Only the most urgent transfer requests are being granted.
“Those transfers are being placed in hospitals despite capacity and staffing challenges,” VUMC says in its statement Friday. “This is a significant stressor to our health care staff and providers. Patients we are treating for COVID are all ages, with some in their early- to mid-20s being very sick.”
The chief medical officer of Sumner Regional Medical Center in Gallatin took to social media Thursday night to say that hospitals throughout Middle Tennessee are at capacity, and that the Delta variant has “burned through us with a ferocity that’s hard to describe.”
“As an ER doc and a healthcare administrator, this past week has been one of the most exhausting and disheartening of my career,” Dr. Geoff Lifferth wrote.
To the west in Memphis, which experienced the state’s first confirmed Delta variant cases, Methodist Le Bonheur Healthcare has asked the federal government to help in recruiting doctors and nurses.
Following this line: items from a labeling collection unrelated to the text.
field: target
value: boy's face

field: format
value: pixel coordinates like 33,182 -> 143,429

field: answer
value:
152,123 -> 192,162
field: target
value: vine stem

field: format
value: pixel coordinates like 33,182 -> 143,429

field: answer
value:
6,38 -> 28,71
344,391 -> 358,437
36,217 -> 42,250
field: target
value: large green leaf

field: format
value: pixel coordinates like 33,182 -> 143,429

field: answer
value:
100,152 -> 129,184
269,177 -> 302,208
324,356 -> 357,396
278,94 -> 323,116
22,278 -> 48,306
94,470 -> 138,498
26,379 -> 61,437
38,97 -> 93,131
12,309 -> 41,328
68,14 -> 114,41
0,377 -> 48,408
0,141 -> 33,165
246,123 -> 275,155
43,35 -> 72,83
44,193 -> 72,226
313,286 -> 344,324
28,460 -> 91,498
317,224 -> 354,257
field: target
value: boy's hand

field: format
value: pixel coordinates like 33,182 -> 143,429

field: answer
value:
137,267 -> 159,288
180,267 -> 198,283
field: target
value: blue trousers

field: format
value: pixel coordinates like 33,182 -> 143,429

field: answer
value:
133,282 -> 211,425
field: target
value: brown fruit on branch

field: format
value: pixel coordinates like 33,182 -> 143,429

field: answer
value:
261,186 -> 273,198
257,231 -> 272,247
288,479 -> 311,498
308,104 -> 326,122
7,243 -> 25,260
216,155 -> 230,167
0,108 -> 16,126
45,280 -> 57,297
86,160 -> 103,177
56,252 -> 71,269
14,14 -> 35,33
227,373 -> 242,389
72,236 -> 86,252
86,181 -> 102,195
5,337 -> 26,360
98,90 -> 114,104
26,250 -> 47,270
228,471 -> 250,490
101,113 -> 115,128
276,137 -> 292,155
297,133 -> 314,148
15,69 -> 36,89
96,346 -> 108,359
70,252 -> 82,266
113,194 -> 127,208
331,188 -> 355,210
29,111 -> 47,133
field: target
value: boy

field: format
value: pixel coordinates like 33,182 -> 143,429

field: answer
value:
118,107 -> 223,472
And Dr. Shailesh Patel, chief medical officer of the system’s Olive Branch hospital, says increasing the region’s low vaccination rate is the only real solution.
Since June 1, 96% of the COVID deaths at Methodist Le Bonheur have been unvaccinated, he says.
“If we do not take action now, we’re going to be in a lot of trouble,” Patel says. “We’re not going to have the ability to care for people.”